The last item that is throwing a stickler in this, there may be 10's or 100's of portfolios to count so I have no idea how to write the query, much less write it in an effective way that is not relying on subqueries that would cause it to have severely poor performance.
Thank you for the help!
Edit:
PinnyM's answer works and queries the data correctly - however I should expand on the full need.
Besides the tbl_transaction there is also a tbl_distri and tbl_div. Both have fund_id as FK to tbl_fund.id . I need to get the SUM's of tbl_distri.amount and tbl_div.units.
So the full psuedo query would be something to the effect of:
SELECT port.*, SUM ALL transactions for each portfolio, SUM(div.units), SUM(distri.amount)
FROM tbl_portfolio port
INNER JOIN tbl_registration reg ON reg.portfolio_id = port.id
LEFT JOIN tbl_fund fund on fund.registration_id = reg.id
LEFT JOIN tbl_transaction trans ON trans.fund_id = fund.id
LEFT JOIN tbl_distri distri on distri.fund_id = fund.id
LEFT JOIN tbl_div div on div.fund_id = fund.id
Have you tried using SUM()?
SELECT port.*, SUM(trans.shares * trans.price) AS transaction_totals
FROM tbl_portfolio port
INNER JOIN tbl_registration reg ON reg.portfolio_id = port.id
LEFT JOIN tbl_fund fund on fund.registration_id = reg.id
LEFT JOIN tbl_transaction trans ON trans.fund_id = fund.id
GROUP BY port.id
Judging from your question, you are looking for a rolled-up SUM
SELECT port.id AS port_id,
reg.id AS reg_id,
fund.id AS fund_id,
SUM ( trans.shares * trans.price) AS net_asset_value
FROM tbl_portfolio port
INNER JOIN tbl_registration reg ON reg.portfolio_id = port.id
LEFT JOIN tbl_fund fund on fund.registration_id = reg.id
LEFT JOIN tbl_transaction trans ON trans.fund_id = fund.id
GROUP BY port.id, reg.id, fund.id WITH ROLLUP
This will give you the sums id by id. You can use other JOIN operations with this as a subquery to fetch the textual names.
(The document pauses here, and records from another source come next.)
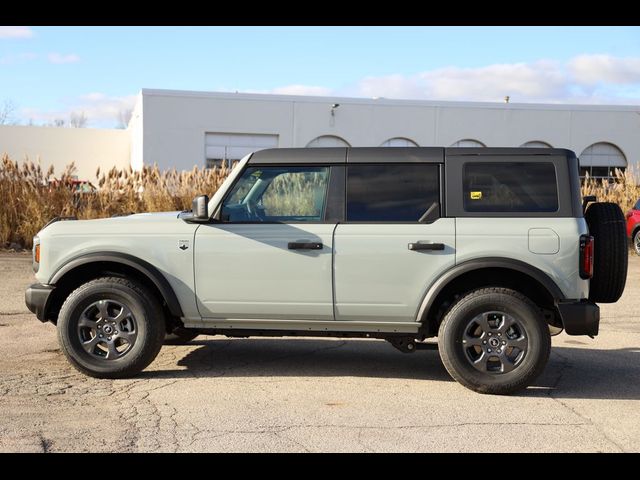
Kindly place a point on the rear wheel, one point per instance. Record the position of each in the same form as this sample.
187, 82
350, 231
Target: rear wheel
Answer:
111, 327
494, 340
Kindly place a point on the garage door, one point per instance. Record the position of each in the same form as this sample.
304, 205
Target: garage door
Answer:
230, 147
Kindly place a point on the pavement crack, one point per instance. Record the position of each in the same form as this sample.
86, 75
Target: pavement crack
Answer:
588, 421
45, 443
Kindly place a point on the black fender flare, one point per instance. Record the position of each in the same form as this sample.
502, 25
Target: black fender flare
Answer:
142, 266
479, 264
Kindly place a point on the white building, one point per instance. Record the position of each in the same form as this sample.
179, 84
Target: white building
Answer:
180, 129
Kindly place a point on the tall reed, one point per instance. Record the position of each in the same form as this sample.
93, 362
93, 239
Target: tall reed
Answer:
30, 195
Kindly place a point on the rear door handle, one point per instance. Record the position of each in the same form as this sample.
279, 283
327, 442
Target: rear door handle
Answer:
426, 246
305, 246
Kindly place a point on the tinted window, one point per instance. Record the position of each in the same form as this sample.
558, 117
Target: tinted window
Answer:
391, 193
278, 194
510, 187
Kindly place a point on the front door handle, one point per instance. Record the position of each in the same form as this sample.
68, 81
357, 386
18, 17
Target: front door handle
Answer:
305, 246
426, 246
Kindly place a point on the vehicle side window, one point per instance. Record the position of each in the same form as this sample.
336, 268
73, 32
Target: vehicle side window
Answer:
510, 187
393, 193
278, 194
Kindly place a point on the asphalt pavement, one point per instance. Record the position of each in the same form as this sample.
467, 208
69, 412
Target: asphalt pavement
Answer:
312, 395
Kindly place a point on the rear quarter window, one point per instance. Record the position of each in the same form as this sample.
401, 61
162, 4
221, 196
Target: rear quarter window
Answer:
510, 187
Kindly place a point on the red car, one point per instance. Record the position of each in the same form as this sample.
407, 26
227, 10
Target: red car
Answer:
633, 226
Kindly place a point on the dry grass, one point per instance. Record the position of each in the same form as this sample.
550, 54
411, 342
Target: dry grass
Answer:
625, 190
29, 200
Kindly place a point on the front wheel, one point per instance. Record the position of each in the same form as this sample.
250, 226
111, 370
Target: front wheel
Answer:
111, 327
494, 340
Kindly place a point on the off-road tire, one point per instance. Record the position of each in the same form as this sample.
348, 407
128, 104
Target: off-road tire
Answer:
611, 251
149, 321
530, 319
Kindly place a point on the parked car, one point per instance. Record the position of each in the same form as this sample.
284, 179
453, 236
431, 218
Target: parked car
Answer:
488, 249
633, 226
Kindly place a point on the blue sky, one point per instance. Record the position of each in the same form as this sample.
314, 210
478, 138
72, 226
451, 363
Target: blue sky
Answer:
49, 72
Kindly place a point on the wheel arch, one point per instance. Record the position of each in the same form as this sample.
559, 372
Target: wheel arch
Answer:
93, 265
501, 272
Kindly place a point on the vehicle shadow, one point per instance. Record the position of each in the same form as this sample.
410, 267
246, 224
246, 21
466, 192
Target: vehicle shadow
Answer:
572, 372
277, 357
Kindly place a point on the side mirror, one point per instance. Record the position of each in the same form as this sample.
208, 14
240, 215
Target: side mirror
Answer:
199, 207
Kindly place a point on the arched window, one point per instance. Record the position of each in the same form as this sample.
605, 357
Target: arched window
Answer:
601, 159
399, 142
536, 144
468, 142
328, 141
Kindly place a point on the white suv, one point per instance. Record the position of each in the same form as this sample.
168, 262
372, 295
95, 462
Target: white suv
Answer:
487, 249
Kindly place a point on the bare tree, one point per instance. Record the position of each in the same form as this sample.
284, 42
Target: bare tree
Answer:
78, 120
7, 109
124, 117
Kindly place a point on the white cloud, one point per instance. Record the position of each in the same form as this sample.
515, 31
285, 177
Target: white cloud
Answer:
587, 79
301, 90
583, 79
59, 58
537, 81
15, 32
101, 110
17, 58
593, 69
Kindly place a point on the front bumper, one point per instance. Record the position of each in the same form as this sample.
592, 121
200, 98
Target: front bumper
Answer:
37, 299
580, 317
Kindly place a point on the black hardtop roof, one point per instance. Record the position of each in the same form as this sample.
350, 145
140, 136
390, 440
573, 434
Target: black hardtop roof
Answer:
392, 154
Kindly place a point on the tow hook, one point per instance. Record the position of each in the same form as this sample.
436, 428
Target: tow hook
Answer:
410, 345
404, 344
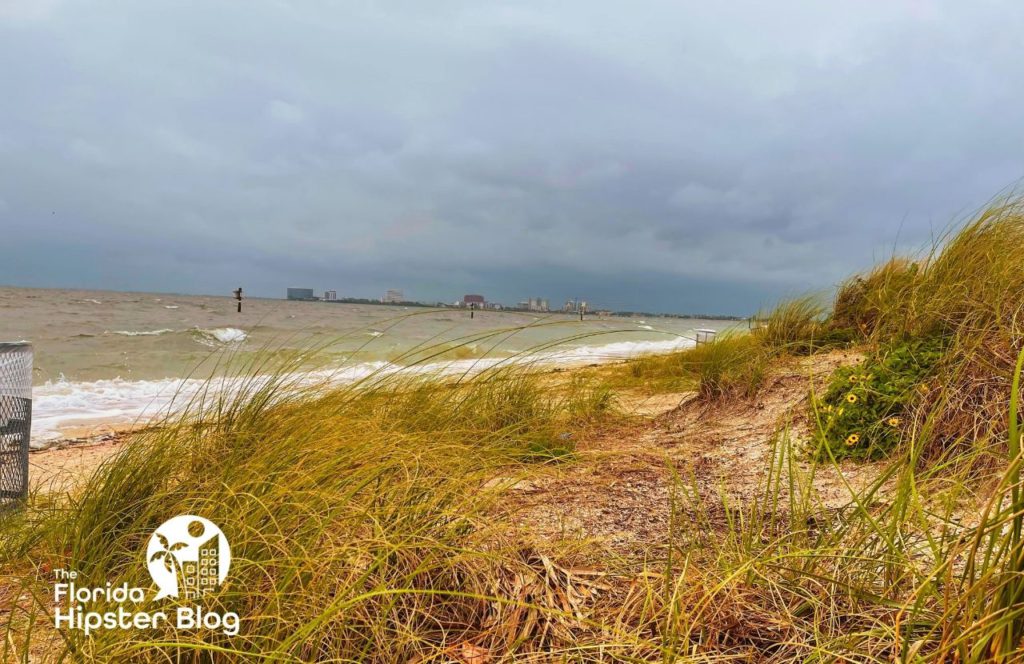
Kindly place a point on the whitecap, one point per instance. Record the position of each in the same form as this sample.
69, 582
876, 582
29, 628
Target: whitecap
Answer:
142, 332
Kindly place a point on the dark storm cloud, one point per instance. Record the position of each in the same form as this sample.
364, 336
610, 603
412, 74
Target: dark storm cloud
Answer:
656, 155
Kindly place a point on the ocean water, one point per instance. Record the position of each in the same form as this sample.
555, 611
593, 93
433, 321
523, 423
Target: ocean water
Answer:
111, 358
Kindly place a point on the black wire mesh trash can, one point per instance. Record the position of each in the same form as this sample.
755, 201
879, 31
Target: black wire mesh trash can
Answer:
15, 420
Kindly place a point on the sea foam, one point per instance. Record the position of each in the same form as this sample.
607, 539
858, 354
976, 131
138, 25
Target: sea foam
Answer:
59, 405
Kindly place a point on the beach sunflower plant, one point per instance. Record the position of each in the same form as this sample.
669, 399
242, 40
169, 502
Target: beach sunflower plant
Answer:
865, 409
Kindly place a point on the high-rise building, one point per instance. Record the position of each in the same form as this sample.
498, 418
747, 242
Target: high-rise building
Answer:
537, 304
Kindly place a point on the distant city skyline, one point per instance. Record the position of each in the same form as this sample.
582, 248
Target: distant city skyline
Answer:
672, 157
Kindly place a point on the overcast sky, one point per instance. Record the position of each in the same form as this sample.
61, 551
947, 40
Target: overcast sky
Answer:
662, 156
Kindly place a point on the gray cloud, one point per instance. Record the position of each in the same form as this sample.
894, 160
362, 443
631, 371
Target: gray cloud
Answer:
664, 155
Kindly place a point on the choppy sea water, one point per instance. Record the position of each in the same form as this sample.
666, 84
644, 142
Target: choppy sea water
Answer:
114, 358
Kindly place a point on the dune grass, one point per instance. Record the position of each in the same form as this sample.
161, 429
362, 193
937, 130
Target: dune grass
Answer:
366, 525
369, 523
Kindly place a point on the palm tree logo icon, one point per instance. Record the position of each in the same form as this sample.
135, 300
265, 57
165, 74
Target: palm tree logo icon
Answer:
168, 553
187, 556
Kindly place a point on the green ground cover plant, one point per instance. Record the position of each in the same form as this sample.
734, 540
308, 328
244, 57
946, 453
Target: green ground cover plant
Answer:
866, 408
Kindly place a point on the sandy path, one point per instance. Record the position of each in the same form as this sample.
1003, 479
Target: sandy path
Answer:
60, 467
623, 491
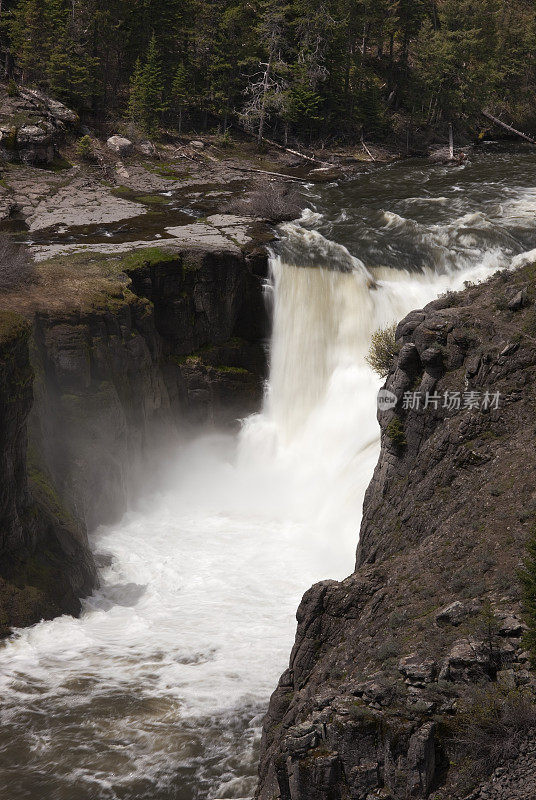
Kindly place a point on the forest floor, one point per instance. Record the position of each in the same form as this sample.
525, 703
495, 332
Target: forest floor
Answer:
200, 177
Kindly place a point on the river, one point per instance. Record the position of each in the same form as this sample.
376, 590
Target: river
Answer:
157, 691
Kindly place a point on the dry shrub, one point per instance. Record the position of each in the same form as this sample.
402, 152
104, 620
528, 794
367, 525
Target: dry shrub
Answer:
270, 201
17, 267
491, 727
383, 349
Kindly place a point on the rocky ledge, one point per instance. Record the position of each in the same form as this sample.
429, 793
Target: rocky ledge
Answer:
45, 564
128, 350
410, 679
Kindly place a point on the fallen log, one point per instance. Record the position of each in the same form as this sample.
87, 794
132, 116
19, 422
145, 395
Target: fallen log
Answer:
270, 174
507, 127
297, 153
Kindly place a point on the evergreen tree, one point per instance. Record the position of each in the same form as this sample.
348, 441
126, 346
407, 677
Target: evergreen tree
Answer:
30, 39
180, 95
146, 102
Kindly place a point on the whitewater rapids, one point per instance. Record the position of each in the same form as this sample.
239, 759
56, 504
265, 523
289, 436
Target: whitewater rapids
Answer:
157, 691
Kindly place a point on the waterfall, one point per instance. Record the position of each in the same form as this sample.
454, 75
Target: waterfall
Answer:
157, 691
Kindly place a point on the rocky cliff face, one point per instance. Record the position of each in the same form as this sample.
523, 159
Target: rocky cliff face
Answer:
45, 564
402, 675
127, 353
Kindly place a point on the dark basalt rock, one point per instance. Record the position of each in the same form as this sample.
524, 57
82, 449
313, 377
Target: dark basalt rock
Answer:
45, 565
384, 660
177, 339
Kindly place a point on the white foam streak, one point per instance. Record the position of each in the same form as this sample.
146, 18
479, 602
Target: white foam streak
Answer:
196, 612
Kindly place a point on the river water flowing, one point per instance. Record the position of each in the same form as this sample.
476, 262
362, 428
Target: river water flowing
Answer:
157, 691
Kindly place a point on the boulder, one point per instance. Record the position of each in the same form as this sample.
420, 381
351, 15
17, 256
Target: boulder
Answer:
148, 149
453, 614
35, 143
418, 670
120, 145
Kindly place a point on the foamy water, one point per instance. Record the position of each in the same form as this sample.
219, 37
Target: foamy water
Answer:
157, 691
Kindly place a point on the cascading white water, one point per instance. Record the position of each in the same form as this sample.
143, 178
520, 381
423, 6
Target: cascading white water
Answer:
157, 690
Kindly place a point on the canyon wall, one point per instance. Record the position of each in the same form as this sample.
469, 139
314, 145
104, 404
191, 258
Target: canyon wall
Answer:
393, 667
106, 363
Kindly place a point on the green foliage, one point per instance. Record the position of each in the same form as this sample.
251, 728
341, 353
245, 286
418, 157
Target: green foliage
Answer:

This will give results like this:
port_id reg_id fund_id net_asset_value
1 1 1 150.00
1 1 2 100.00
1 1 NULL 250.00 (rollup of previous two lines)
1 2 1 24.00
1 2 4 80.00
1 2 NULL 104.00 (rollup of previous two lines)
1 NULL NULL 354.00 (rollup at portfolio level)
3 1 1 40.00
3 1 2 50.00
3 1 NULL 90.00 (rollup of previous two lines)
3 2 1 14.00
3 2 4 60.00
3 2 NULL 74.00 (rollup of previous two lines)
3 NULL NULL 164.00 (rollup at portfolio level)
NULL NULL NULL 518.00 (grand total)
The NULLs make it into this resultset because that's what WITH ROLLUP does. This resultset only has the IDs in it; presumably the IDs are unique even if the names aren't. Non-unique names for portfolios, funds, etc, will mess up the GROUP BY pretty badly. Hence my earlier comment about retrieving the names.